Building on the three-year research project, Godderis and Boone presented policy recommendations on how to prevent nurses and doctors from leaving their hospital jobs. Godderis underscored the importance of adopting a holistic approach to address retention in hospitals across Europe, highlighting four areas for change.

First, he stressed the importance of professional and personal support for workers through initiatives such as transformational leadership, sabbaticals, and adoption of a self-rostering system. Second, he pointed to education and development, emphasising the importance of an active approach to technical, medical, and soft skills training, as well as mentorship and peer support groups. Financial incentives are the third area where changes are needed. Here, solutions include competitive salaries, permanent contracts, and other measures increasing job security. Finally, changes in the regulatory environment can also help keep healthcare workers at their posts. Adjusting rules for the worker-to-patient ratio, adopting the Care Burden Instrument & Monitoring, and defining new roles and functions are just a few examples of regulatory solutions that can help stabilise employment.

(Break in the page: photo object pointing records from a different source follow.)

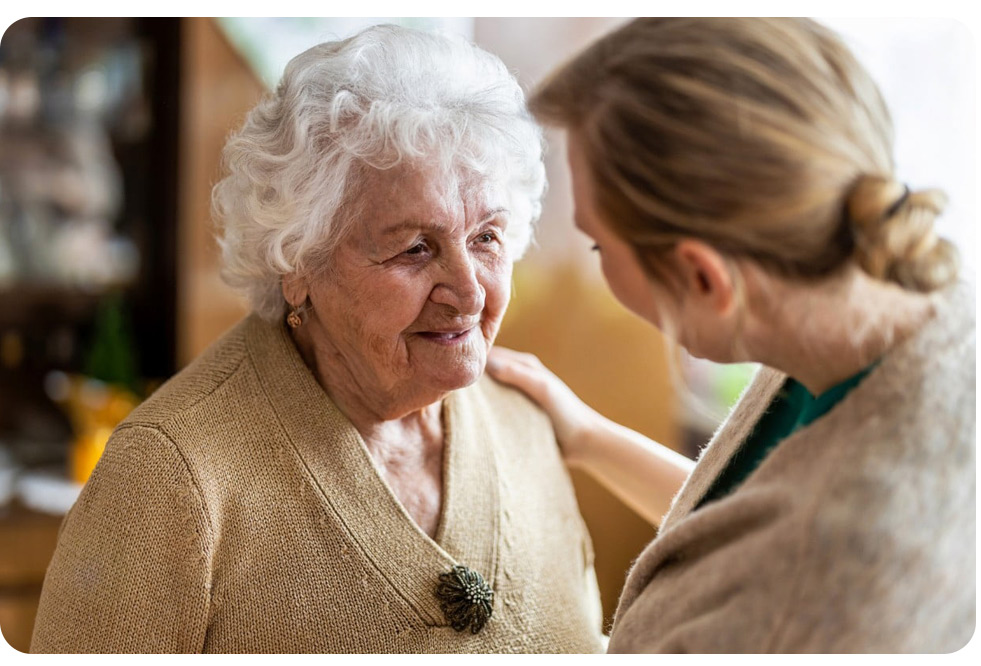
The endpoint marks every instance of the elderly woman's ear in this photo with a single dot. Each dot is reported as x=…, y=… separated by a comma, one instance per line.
x=295, y=289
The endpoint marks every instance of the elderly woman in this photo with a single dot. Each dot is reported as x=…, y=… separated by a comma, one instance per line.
x=737, y=178
x=335, y=474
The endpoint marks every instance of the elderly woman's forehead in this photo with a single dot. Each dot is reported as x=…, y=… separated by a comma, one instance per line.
x=405, y=190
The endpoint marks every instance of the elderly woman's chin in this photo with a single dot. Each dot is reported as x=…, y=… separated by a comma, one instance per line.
x=449, y=362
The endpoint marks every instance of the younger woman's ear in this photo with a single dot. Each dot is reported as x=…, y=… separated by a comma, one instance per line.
x=295, y=289
x=704, y=275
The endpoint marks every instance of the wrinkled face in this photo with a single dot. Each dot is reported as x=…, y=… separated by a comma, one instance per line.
x=417, y=289
x=621, y=268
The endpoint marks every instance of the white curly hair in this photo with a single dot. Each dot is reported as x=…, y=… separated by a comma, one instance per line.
x=382, y=97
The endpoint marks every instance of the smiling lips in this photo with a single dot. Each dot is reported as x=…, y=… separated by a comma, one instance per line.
x=446, y=337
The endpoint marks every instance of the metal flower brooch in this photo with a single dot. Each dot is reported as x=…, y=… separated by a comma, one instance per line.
x=466, y=600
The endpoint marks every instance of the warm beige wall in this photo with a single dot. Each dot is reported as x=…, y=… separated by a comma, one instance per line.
x=217, y=89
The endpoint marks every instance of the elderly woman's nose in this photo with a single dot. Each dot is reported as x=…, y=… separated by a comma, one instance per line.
x=459, y=286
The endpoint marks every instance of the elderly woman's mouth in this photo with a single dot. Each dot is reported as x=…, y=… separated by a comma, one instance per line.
x=453, y=337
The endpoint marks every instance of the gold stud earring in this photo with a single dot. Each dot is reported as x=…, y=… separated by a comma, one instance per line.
x=293, y=318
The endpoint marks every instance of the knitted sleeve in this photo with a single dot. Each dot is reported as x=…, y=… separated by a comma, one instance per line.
x=131, y=572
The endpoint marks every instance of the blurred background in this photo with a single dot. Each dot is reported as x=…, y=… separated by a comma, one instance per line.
x=110, y=134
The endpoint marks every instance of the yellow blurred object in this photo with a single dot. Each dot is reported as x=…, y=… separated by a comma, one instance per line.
x=85, y=453
x=95, y=409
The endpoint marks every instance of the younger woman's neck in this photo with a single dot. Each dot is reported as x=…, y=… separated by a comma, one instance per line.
x=823, y=333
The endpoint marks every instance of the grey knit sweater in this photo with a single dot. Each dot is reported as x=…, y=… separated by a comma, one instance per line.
x=857, y=534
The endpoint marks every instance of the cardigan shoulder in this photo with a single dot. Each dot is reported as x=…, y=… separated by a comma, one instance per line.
x=855, y=534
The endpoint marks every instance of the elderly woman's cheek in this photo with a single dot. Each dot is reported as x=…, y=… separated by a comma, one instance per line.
x=497, y=286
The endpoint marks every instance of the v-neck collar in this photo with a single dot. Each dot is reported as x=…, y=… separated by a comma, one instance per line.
x=348, y=481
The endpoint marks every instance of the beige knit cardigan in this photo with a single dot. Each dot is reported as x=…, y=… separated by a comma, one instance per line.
x=856, y=534
x=237, y=510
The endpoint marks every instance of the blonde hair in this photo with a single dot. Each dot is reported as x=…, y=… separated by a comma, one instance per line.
x=763, y=137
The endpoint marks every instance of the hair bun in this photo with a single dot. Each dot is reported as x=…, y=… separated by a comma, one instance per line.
x=894, y=235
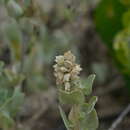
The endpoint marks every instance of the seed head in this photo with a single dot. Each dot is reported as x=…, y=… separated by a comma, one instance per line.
x=66, y=70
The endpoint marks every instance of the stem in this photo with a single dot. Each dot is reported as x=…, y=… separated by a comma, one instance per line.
x=74, y=117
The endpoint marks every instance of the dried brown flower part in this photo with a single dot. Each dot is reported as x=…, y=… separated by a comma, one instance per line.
x=66, y=70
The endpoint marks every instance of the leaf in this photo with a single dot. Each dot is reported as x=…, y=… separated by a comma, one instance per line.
x=68, y=125
x=87, y=86
x=73, y=97
x=91, y=121
x=87, y=108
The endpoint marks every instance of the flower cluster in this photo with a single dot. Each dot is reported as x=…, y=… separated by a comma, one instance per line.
x=66, y=70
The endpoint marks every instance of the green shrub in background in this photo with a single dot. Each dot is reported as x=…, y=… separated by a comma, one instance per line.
x=11, y=97
x=112, y=19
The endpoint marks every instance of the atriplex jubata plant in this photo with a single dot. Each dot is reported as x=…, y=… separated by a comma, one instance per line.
x=82, y=115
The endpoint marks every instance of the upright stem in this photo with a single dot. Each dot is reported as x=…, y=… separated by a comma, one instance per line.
x=74, y=117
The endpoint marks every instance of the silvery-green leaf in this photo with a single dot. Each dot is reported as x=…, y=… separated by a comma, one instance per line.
x=87, y=86
x=91, y=121
x=68, y=125
x=73, y=97
x=88, y=107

During the discussion, Anke Boone stressed that there is no “magic bullet” that will immediately solve healthcare staff shortages, emphasising the need for concerted and multifaceted action. She addressed the persistent challenge of an imbalance between supply and demand of healthcare workers, which results from a shortage of trained employees, inefficient task planning, and flawed management of available resources. 

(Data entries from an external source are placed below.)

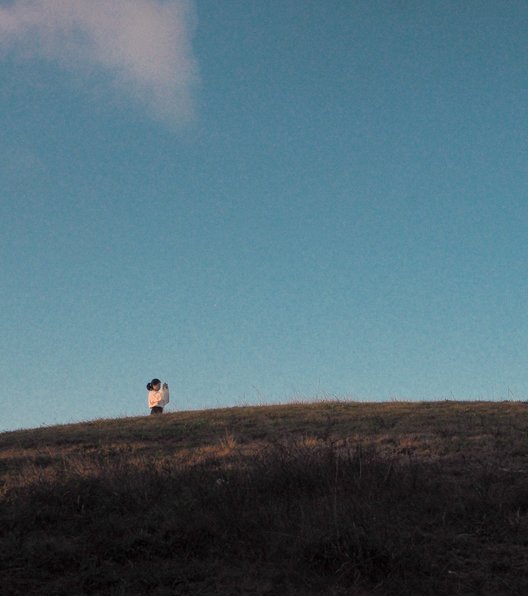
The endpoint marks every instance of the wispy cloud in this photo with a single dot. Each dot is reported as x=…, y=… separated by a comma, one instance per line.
x=144, y=46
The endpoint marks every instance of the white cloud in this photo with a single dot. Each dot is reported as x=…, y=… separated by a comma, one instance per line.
x=143, y=45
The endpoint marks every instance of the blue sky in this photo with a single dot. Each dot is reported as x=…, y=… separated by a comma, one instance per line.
x=260, y=201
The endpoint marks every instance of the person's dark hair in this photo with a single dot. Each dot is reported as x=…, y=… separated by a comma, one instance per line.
x=152, y=384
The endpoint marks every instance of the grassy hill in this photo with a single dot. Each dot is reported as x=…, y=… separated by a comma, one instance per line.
x=318, y=498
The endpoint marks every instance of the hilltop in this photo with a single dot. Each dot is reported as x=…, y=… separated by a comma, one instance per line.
x=315, y=498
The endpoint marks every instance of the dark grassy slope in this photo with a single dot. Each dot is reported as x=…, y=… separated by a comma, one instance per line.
x=324, y=498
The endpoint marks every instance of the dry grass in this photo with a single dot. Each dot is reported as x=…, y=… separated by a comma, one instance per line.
x=315, y=498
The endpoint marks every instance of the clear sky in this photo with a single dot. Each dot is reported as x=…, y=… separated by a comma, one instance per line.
x=258, y=201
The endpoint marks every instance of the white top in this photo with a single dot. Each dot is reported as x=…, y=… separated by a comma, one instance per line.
x=158, y=398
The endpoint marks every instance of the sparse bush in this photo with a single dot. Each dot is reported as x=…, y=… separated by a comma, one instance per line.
x=303, y=513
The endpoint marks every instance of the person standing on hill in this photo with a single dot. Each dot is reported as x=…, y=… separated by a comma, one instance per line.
x=158, y=396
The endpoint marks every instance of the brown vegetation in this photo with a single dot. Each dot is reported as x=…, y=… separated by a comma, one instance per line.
x=318, y=498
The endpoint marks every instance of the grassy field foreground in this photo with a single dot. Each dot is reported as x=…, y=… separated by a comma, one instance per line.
x=319, y=498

Additionally, she explored the relationship between medical deserts and worker retention. Boone argued that medical deserts, characterised by a scarcity of medical professionals in certain fields, intensify workforce retention issues. Professionals often leave understaffed regions due to challenges such as a lack of transport, expertise, colleagues, and social support, all of which contribute to burnout and job dissatisfaction.

The webinar was hosted by Matthias Wismar of the European Observatory on Health Systems and Policies. Researchers from the four other projects in the Health Workforce Project Cluster took part in the discussion: Giovanni Baglio (OASES), Ronald Batenburg (ROUTE-HWF), Corinne Hinlopen (AHEAD), and Eszter Kovacs (TaSHI)

Sabine Stordeur, Director General of the Belgian DG Public Health, also joined the event to discuss her country’s upcoming EU presidency and share insights into planned initiatives in the area of healthcare policy.